Labor activists in Northern California will hold a rally Monday in front of the Pacific Maritime Association headquarters in San Francisco to protest a court action earlier this month that was initiated by the waterfront employers group.
These developments stem from a one-day work stoppage April 4 at the ports of Oakland and San Francisco. International Longshore and Warehouse Union Local 10 called for the work stoppage to express solidarity with state workers in Wisconsin. The governor and legislature in Wisconsin had moved to terminate collective bargaining rights for state workers.
When the ILWU took its job action on April 4, the PMA sought a ruling from the local arbitrator under the terms of the West Coast waterfront contract.
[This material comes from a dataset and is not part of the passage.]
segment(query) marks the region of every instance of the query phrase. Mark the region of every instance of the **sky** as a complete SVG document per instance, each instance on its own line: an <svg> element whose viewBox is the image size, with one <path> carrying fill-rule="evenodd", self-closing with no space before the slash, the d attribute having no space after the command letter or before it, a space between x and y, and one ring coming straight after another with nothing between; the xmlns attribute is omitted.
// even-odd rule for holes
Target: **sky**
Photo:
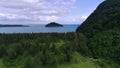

PMA President James McKenna said the local arbitrator and then the coast arbitrator ruled that the work stoppage was illegal and the longshoremen had to return to their jobs.
PMA followed up by seeking confirmation of the rulings by the U.S. District Court in San Francisco. Labor activists in Northern California termed this action a "bullying" tactic and, along with the San Francisco Labor Council, plan a rally for 11 a.m. Monday in front of the PMA headquarters in the downtown area.
McKenna said PMA's decision to take the matter to the courts is a normal procedure when there are work stoppages. The ultimate goal, if further work stoppages are anticipated, is to secure a court-ordered temporary restraining order, he said.
ILWU spokesman Craig Merrilees said Monday's rally is not being called by the international union or by Local 10.
However, ILWU demonstrations and work stoppages such as the April 4 incident involving labor issues that occur out of state or even in other countries have occurred for a number of years. ILWU Local 10 noted that expressing solidarity with workers around the world is part of the union's legacy that is expressed in their motto, "An injury to one is an injury to all."